La machinerie agricole adaptée aux besoins des paysan.ne.s est une grande bénédiction pour l’agriculture à l’échelle mondiale, parce qu’elle rend le travail plus facile, voire même le rend simplement possible. Le progrès technique, l’adaptation aux nouveaux besoins et les innovations dans ce domaine sont très importants et bienvenus.Un énorme problème, cependant, est que de nombreuses machines agricoles de grands fabricants comme AGCO, John Deere ou Claas sont extrêmement numérisées. Dès que le tracteur est mis en marche, les capteurs collectent une grande quantité de données et alimentent ainsi les bases de données des entreprises. Ces machines rassemblent et transmettent des données qui doivent être clairement reconnues comme des savoirs paysans et qui doivent être protégés. La protection de ces savoirs paysans est un élément central de la Déclaration des Nations Unies sur les droits des paysans et des autres personnes travaillant dans les zones rurales (UNDROP). Il manque clairement un débat de fond pour définir si cette collecte de données est légitime et quelles conséquences juridiques en découlent. Une grande partie de ces données est utilisée par les entreprises pour développer des applications et des programmes qui sont ensuite revendus aux agriculteurs. Ou éventuellement mis à la disposition d’un successeur qui reprend les fermes, potentiellement un investisseur important, qui peut rapidement acquérir des données agricoles essentielles et des savoirs paysans traditionnels. C’est une évolution dangereuse.En outre, il y a le problème que les machines agricoles numériques ne peuvent plus être réparées par les agriculteurs eux-mêmes. Même les concessionnaires de machines agricoles qui vendent les machines doivent toujours acheter les dernières mises à jour logicielles afin de pouvoir réparer les machines qu’ils vendent. Encore une fois, il y a un risque de grandes dépendances.

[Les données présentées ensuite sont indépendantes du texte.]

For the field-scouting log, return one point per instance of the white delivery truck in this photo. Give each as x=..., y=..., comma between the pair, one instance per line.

Concrètement : Comme toujours, on dit que la numérisation est inévitable, alors nous ferions mieux d’aller de l’avant. Que pouvons-nous faire concrètement, et où, pour conserver nos droits sur nos connaissances et nos données ?

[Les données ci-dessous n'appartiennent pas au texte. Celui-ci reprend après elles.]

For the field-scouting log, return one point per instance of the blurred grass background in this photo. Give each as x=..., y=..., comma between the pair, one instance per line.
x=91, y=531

Tout d’abord, il est important de ne pas se laisser intimider par la technologie. La numérisation prend la place qui lui est donnée. Et elle sert ceux qui la contrôlent – donc, jusqu’à présent, les diverses multinationales. Mais, c’est avant tout parce qu’en tant que citoyen.ne.s et paysan.ne.s, nous ne nous sommes pas suffisamment impliqués et n’avons pas essayé de prendre la mesure de ce qui se passe.Oui, nous devons participer à la numérisation. Mais participer, c’est bien plus que d’utiliser passivement des programmes, des drones ou d’autres machines agricoles numériques. Participer, c’est formuler ses propres exigences et règles. Si vous ne participez pas, les autres continueront à le faire pour vous. Et il est très important que vous participiez au moins pour exiger que l’agriculture analogique puisse perdurer et qu’elle ne soit pas désavantagée.

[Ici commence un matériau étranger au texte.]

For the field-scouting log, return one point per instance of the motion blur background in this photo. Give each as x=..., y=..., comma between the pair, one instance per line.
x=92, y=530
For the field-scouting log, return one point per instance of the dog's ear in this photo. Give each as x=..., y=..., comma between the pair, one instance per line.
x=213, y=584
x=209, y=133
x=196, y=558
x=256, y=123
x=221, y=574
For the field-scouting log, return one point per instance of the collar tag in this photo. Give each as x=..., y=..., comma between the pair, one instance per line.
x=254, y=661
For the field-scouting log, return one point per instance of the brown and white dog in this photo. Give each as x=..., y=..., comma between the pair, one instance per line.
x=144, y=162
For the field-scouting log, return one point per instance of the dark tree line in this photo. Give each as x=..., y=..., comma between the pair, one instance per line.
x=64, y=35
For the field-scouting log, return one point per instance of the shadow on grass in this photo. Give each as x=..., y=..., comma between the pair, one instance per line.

Numérisation : conclusions & revendications

(extrait du rapport agricole critique 2018, Stig Tanzmann / brot-fuer-die-welt.de)

  • Jusqu’à présent, le débat sur la numérisation dans le secteur agricole et alimentaire a été trop unilatéral; les risques et les effets socio-économiques sur l’agriculture paysanne, en particulier dans le Sud global, n’ont pas été suffisamment étudiés.
  • La concentration des données culturales entre les mains d’un petit nombre de multinationales est problématique, notamment en termes de sécurité et de souveraineté alimentaire dans le monde; les États doivent d’urgence recouvrer leurs droits sur les données de base de l’alimentation mondiale et exiger que les entreprises privées les leur transmettent.
  • La numérisation dans les secteurs de l’agriculture et de l’alimentation doit être discutée et, surtout, réglementée à l’échelle internationale sous l’égide des Nations Unies et ses divers organes.
  • Le mécanisme de facilitation technologique établi dans le cadre de l’Action 2030 serait un mécanisme approprié pour mettre en commun ces efforts.
  • La Déclaration des Nations Unies sur les droits des paysans doit être mise en œuvre comme mesure d’accompagnement.
  • Afin de réglementer et de limiter le pouvoir des méga-corporations telles que Bayer-Monsanto, une loi des Nations Unies sur la concurrence doit être établie.